Below are the grades in the class and the grades on the midterm in the .csv file.
1) Find the correlation between the sets of data.
2) Do a full analysis of the data, creating appropriate graphs, lines, and anything else that’s necessary.
3) Are there any possible influential points in this data? Create a graph that has all possible influential points a different color than the ones you do not suspect.
4) Remove the possible influential point and get your new correlation and line. If the correlation is better (and the line looks better in our data), you should consider removing the influential point.
5) If you removed the point, get a new line of best fit to answer questions 7, 8, and 9. If you did not choose to remove the point, use your old line of best fit and explain why you think that was the best course of action.

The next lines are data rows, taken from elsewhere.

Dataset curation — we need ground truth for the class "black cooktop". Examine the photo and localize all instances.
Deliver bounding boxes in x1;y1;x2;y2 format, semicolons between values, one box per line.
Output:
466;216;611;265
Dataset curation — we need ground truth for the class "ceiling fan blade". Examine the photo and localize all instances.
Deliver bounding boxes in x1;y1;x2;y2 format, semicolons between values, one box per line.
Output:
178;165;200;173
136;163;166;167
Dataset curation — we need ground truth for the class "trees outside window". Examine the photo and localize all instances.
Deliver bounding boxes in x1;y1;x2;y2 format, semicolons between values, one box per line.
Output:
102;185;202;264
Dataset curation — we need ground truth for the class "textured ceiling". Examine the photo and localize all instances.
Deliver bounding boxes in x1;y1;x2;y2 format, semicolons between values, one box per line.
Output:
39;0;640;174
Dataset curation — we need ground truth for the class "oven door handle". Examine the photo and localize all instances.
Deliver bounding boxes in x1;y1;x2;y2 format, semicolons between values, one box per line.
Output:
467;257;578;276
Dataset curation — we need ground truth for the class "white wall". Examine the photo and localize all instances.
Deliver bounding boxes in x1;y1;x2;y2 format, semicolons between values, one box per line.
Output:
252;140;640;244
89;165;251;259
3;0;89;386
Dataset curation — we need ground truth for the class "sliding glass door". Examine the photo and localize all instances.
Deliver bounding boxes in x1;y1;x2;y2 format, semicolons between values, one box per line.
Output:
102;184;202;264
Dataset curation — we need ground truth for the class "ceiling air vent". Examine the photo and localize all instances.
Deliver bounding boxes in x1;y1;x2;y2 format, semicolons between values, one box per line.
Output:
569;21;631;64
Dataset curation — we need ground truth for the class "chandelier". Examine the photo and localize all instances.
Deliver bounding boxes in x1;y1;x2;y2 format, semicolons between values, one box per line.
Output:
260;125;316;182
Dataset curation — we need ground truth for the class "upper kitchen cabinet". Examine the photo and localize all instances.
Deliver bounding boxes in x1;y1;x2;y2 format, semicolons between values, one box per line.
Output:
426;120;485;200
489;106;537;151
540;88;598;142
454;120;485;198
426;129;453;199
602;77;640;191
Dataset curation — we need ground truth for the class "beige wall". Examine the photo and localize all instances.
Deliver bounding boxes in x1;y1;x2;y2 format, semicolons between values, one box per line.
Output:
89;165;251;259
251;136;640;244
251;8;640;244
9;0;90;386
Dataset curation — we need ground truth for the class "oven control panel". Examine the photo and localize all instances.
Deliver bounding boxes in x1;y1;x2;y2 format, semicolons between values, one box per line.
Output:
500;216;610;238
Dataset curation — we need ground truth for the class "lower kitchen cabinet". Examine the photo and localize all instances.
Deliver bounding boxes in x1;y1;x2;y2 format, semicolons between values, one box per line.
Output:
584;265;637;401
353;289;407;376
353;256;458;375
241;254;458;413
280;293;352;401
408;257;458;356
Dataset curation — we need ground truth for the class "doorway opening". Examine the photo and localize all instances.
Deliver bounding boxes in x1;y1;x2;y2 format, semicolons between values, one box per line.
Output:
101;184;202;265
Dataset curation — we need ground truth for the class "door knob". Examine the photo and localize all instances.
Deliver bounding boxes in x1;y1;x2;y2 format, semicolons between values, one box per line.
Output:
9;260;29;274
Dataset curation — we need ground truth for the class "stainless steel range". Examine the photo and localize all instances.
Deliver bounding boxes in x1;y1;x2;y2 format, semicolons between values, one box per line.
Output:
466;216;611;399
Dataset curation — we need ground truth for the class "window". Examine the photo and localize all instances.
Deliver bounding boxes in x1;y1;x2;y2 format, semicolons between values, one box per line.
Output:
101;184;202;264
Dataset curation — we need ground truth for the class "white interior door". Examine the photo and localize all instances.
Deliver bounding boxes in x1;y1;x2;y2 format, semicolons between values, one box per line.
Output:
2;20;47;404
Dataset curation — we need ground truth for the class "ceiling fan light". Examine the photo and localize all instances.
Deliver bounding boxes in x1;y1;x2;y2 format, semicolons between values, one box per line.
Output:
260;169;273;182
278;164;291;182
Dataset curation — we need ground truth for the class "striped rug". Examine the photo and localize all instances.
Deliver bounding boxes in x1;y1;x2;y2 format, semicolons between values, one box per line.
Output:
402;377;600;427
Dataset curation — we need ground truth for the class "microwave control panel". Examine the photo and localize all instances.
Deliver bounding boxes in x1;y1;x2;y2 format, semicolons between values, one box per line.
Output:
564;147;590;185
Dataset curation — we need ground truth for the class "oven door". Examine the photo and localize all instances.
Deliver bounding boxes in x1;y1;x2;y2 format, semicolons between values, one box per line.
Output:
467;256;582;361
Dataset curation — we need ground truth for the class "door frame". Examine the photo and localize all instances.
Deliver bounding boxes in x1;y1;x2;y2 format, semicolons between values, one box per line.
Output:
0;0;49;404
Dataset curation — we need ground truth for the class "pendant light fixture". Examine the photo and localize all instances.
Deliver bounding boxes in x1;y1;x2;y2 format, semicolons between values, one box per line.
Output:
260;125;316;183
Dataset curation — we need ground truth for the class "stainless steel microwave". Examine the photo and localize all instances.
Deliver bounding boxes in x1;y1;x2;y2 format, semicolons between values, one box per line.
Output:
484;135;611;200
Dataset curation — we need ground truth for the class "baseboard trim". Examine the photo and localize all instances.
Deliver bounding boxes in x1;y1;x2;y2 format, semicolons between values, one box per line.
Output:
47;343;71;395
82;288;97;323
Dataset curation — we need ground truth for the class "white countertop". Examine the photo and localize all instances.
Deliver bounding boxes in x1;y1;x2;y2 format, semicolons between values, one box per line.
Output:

6) If a student had a 70 in my class, what do I expect them to get on the midterm?
7) If a student received a 80 on the midterm, what do I expect the grade to be in the class?

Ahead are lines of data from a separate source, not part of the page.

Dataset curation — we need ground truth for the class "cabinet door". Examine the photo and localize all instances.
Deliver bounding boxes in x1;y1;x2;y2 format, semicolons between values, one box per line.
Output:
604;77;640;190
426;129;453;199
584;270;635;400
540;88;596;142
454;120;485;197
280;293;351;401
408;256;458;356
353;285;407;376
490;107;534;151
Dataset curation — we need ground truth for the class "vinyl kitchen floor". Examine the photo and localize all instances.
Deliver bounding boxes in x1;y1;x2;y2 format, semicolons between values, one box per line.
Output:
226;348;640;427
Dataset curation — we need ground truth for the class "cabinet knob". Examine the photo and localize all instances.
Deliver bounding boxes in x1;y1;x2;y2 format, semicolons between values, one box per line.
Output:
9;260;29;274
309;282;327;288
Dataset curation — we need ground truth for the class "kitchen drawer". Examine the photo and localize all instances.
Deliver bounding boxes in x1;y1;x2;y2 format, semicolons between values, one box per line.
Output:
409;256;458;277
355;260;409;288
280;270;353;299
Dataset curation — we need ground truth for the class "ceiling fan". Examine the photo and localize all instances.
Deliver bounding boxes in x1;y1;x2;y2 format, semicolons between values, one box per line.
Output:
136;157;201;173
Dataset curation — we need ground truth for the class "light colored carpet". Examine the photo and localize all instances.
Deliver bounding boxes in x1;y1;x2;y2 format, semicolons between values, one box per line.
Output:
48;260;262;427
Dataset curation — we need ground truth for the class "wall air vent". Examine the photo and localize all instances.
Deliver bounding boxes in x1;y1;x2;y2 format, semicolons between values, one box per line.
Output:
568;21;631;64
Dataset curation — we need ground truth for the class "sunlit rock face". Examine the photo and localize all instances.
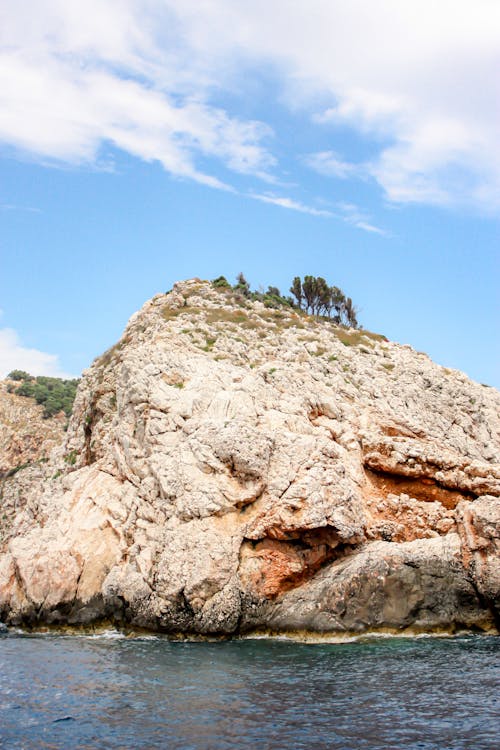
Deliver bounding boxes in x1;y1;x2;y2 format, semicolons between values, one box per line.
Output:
0;279;500;635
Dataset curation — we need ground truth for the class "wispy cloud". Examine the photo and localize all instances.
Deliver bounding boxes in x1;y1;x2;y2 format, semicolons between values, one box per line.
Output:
303;151;365;180
336;201;391;237
0;0;500;210
0;328;74;378
249;193;334;217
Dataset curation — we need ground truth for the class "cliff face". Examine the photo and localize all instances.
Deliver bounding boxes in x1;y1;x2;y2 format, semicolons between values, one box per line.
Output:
0;280;500;634
0;380;66;477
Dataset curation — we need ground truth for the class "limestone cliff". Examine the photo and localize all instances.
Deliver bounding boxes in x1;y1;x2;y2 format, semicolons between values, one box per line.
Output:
0;280;500;634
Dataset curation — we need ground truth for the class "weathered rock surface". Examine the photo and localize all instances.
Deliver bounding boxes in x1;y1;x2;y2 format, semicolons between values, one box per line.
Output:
0;280;500;634
0;380;66;477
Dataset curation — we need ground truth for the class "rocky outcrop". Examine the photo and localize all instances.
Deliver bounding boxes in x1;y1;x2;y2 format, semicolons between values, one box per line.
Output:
0;280;500;634
0;380;67;477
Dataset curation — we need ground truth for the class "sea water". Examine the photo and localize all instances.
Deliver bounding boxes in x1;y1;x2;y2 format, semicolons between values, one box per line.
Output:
0;633;500;750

8) Give the residual for the point (93.345, 81).
Question Two: Hot Diggety Dog!
Below is a list of three different types of hot dogs: meat, beef, and poultry. Your goal is to use the appropriate methods and examine whether the average hot dog of any of the types has a different calorie count compared to any of the other types.
1. Check each data set for outliers using appropriate methods and remove values you see fit. Explain why you did so.

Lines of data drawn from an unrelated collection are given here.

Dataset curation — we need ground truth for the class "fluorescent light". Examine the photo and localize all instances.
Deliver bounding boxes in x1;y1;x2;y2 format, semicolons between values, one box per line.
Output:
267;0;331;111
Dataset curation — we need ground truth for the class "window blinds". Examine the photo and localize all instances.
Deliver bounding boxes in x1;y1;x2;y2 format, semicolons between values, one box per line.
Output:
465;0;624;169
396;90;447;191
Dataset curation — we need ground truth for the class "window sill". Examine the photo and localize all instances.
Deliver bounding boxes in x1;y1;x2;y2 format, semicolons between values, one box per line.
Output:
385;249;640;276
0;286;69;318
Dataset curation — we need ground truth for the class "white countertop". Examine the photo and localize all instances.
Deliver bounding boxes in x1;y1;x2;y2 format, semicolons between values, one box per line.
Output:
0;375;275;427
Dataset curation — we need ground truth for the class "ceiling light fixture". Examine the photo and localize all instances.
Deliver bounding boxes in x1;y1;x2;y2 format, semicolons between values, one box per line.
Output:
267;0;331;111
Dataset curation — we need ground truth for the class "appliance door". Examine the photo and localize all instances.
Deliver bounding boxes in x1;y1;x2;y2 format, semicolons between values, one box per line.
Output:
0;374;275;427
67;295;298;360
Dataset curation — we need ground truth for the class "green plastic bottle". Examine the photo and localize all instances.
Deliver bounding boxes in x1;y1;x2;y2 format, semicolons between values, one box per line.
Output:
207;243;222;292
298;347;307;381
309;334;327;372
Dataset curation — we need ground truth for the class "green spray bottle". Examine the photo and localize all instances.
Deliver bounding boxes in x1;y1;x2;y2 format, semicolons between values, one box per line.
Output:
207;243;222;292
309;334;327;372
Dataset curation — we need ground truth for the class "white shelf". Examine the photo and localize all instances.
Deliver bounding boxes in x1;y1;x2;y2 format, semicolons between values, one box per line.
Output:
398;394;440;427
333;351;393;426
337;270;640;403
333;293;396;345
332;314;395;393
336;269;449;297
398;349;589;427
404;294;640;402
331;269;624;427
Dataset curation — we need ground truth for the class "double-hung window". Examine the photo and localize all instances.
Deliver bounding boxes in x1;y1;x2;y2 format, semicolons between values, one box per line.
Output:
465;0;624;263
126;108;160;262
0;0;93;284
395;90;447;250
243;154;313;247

2. Compare the mean, sd and any other information to describe the spread of calorie count in each type of hot dog.
3. Create a graph that shows the differences between dog types.
HOTDOGS! (calories per dog)
Beef
186 181 176 149 184 190 158 139 175 148 152 111 141 153 190 157 131 149 135 132
Meat
173 191 182 190 172 147 146 139 175 136 179 153 107 195 135 140 138
Poultry
129 132 102 106 94 102 87 99 170 113 135 142 86 143 152 146
Question Three: z-scores <--if you did your homework, you already did this...
A set of data (call it DATA A) is N(100, 10).
1) Give the z-score if a data point is at 131.
2) Give the data point value if the z-score is -2.15
3) Give the data point value is 22% of the data is lower than our data point.
4) Give the data point value if 13% of the data is higher than our data point.
5) Between what values is the middle 50% of our data?
6) What percent of the data is between 70 and 107?
A second set of data (DATA B) is N(95, 15).
1) What score is better: 115 in DATA A or 120 in DATA B?
2) A data point has value 119 in DATA A. What value is equivalent in DATA B?